Dans les années 1970, la Corée du Sud était encore économiquement au même niveau que son voisin du Nord, dirigé par les communistes. Aujourd’hui, la vie dans la capitale Séoul n’est plus abordable pour de nombreux Coréens. Le loyer et les études supérieures coûtent cher. La pauvreté des personnes âgées, en particulier, atteint un niveau alarmant en Corée du Sud. Et de nombreux parents au chômage ont trop honte pour accepter l’aide de leurs propres enfants. Dans aucun autre pays de l’OCDE, autant de personnes âgées ne se suicident. « Squid Game » montre cette fracture sociale avec un marteau en bois. Les pauvres s’entretuent pour le plaisir des riches jusqu’à ce qu’il n’en reste plus qu’un. Les rôles principaux de la série sont joués par des hommes. Les femmes sont unidimensionnelles et réduites à des rouages ​​de l’histoire. Plusieurs organisations ont appelé au boycott de la série car elle renforce la misogynie. Pourtant, cette pratique est profondément ancrée dans la société coréenne. La violence domestique est monnaie courante ; nulle part ailleurs dans l’OCDE l’écart salarial entre hommes et femmes n’est aussi prononcé : en moyenne, les femmes en Corée du Sud gagnent 34,6 % de moins que les hommes.

Même si de nombreuses séries coréennes ont des arcs narratifs prévisibles, elles explorent une gamme intéressante de thèmes, notamment les tensions entre les valeurs familiales traditionnelles et le développement économique.
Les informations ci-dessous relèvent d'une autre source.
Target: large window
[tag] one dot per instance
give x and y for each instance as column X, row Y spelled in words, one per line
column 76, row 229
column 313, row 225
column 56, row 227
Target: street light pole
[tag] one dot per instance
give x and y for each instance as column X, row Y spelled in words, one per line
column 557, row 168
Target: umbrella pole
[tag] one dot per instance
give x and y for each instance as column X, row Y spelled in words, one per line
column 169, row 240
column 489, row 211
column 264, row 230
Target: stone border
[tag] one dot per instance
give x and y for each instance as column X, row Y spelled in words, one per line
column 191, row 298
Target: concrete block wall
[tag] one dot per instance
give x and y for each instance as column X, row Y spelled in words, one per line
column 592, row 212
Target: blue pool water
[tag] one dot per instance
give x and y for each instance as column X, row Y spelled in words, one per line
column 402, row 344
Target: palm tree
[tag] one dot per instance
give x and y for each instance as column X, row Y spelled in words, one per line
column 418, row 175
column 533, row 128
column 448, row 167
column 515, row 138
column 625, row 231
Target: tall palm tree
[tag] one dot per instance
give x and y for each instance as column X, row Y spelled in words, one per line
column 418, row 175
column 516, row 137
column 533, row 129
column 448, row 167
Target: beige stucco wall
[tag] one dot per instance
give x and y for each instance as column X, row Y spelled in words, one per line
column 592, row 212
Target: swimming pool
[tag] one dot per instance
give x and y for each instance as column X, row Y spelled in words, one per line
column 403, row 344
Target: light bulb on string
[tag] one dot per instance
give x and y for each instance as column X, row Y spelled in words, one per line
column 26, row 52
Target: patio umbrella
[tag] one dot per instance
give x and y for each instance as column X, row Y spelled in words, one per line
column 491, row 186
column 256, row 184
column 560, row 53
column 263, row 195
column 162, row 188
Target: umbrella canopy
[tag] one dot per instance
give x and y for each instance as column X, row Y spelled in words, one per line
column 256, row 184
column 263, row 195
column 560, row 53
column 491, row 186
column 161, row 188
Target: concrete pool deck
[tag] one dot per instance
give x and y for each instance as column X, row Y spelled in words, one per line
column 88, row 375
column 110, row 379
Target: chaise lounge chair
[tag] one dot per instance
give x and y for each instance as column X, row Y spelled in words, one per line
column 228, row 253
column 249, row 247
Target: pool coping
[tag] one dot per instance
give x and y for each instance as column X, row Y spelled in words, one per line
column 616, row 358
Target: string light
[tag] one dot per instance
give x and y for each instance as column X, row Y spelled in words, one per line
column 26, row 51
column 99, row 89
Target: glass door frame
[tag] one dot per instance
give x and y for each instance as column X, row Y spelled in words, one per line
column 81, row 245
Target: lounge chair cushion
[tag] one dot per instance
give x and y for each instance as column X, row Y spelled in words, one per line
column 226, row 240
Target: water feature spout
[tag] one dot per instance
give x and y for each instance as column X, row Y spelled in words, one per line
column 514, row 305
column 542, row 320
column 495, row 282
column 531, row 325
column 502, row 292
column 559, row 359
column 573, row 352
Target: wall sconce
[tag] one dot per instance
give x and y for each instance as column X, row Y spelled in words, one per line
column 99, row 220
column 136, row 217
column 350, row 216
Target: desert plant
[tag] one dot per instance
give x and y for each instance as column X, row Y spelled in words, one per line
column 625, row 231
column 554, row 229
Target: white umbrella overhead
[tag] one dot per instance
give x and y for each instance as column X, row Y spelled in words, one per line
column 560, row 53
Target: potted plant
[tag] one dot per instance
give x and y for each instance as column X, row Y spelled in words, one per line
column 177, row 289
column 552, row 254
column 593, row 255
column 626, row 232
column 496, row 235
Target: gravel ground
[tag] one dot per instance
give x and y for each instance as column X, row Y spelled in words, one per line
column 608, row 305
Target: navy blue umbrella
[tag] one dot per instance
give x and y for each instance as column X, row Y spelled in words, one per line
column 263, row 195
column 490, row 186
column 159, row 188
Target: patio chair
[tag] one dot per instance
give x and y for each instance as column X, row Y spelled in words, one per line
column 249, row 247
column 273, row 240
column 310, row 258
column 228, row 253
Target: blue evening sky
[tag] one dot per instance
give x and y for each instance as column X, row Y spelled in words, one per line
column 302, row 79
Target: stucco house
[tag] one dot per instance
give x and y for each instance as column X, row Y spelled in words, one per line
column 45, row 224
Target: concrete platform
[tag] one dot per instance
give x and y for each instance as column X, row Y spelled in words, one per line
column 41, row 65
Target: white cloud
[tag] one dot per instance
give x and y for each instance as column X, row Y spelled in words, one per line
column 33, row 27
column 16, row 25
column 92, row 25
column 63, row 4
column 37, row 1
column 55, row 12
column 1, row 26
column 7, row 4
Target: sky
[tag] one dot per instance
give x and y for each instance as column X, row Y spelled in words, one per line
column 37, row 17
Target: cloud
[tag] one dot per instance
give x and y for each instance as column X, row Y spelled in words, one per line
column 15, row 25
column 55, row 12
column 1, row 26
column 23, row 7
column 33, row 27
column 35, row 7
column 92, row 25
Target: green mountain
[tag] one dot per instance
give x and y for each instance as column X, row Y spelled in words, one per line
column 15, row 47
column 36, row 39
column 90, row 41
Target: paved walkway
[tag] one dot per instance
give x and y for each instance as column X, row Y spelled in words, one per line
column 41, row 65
Ils s’attaquent généralement au cœur de ces différences avec plus d’habileté que leurs concurrents asiatiques et européens – et non seulement deviennent des succès à l’exportation, mais attirent également de nombreux touristes dans le pays. Un voyageur sur deux en Corée du Sud déclare avoir déjà vu un K-drama. Dans les années à venir, le courant de la culture coréenne ne s’arrêtera pas. Les principaux groupes de l’industrie culturelle ont déjà beaucoup trop investi pour cela. L’État sud-coréen est également profondément impliqué dans des programmes de financement valant des milliards. La machine est bien huilée. Elle est adaptable, largement indolore et joue du clavier émotionnel plus vertueusement que quiconque au monde. La vague est en marche.